4. Numerical Calculation of Flash Temperature Based on Contact Analysis
4.1 Blok’s Flash Temperature Theory and Discretization
Blok’s flash temperature theory states that the instantaneous temperature rise at the gear tooth contact interface can be expressed as:
$$ T_f = \frac{1.11 \mu_m w |v_{t1} – v_{t2}|}{(B_1 \sqrt{v_{t1}} + B_2 \sqrt{v_{t2}}) \sqrt{2b}} $$
where \( \mu_m \) is the mean coefficient of friction, \( w \) is the normal load per unit contact line length, \( v_{t1} \) and \( v_{t2} \) are the tangential velocities of the driving and driven gears at the contact point, \( B_1 \) and \( B_2 \) are the thermal contact coefficients of the gear materials, and \( b \) is the contact half-width.
In the discretized contact ellipse region, the flash temperature at the \( k \)-th contact point along the contact path is:
$$ T_{f,k} = \frac{1.11 \mu_{m,k} w_k |v_{t1,k} – v_{t2,k}|}{(B_1 \sqrt{v_{t1,k}} + B_2 \sqrt{v_{t2,k}}) \sqrt{2b_k}} $$
The mean coefficient of friction \( \mu_{m,k} \) is determined empirically as:
$$ \mu_{m,k} = 0.12 \left( \frac{w_k \cos \alpha R_a}{\eta_a v_{\tau,k} R_k} \right)^{0.25} $$
where \( R_a \) is the surface roughness, \( \eta_a \) is the dynamic viscosity of the lubricant at the bulk temperature, \( v_{\tau,k} \) is the sum of the tangential velocities of the two surfaces at the contact point, \( \alpha \) is the pressure angle, and \( R_k = \rho_{M_{\text{red}},k} \) is the comprehensive curvature radius at that point.
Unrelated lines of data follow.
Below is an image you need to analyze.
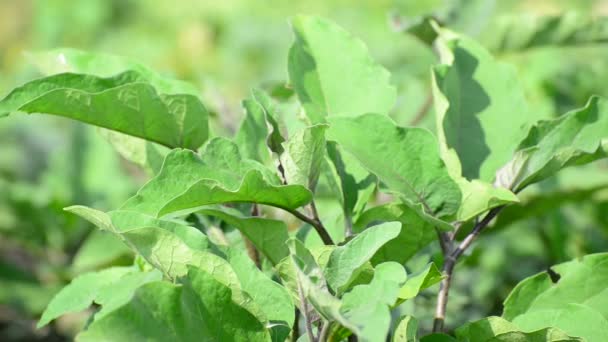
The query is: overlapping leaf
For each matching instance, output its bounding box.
[0,71,208,149]
[121,138,312,216]
[288,16,396,123]
[433,30,538,182]
[37,267,161,328]
[324,222,401,293]
[77,267,271,341]
[456,317,582,342]
[200,208,289,264]
[503,253,608,341]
Table 3 lists the input parameters used in the numerical simulation.
| Parameter | Symbol | Value |
|---|---|---|
| Face width | \( B \) | 30 mm |
| Base helix angle | \( \beta_b \) | 25° |
| Pressure angle | \( \alpha \) | 20° |
| Surface roughness | \( R_a \) | 0.4 μm |
| Lubricant dynamic viscosity at bulk temp. | \( \eta_a \) | 0.05 Pa·s |
| Thermal contact coefficient (steel) | \( B_1, B_2 \) | 13.6 N/(m·s^{0.5}·°C) |
| Applied torque (driving gear) | \( T_1 \) | 200 N·m |
| Input speed (driving gear) | \( n_1 \) | 1500 rpm |
| Number of teeth (driving/driven) | \( z_1 / z_2 \) | 25 / 40 |
| Normal module | \( m_n \) | 4 mm |
4.2 Numerical Implementation in MATLAB
The entire calculation is carried out in MATLAB. We first discretize the meshing cycle into \( N \) steps along the contact path. At each step, we compute the instantaneous contact line length using the formulas in Table 1, then determine the load per unit length \( w_k \) by dividing the total transmitted load by the total contact line length. The tangential velocities and comprehensive curvature radius are obtained from the geometric and kinematic relationships derived in Section 3. The contact half-width \( b_k \) is estimated using Hertzian contact theory:
$$ b_k = \sqrt{\frac{4 w_k R_k}{\pi E^*}} $$
where \( E^* \) is the equivalent elastic modulus of the gear pair. Finally, the flash temperature at each discrete point is computed using the discretized Blok formula.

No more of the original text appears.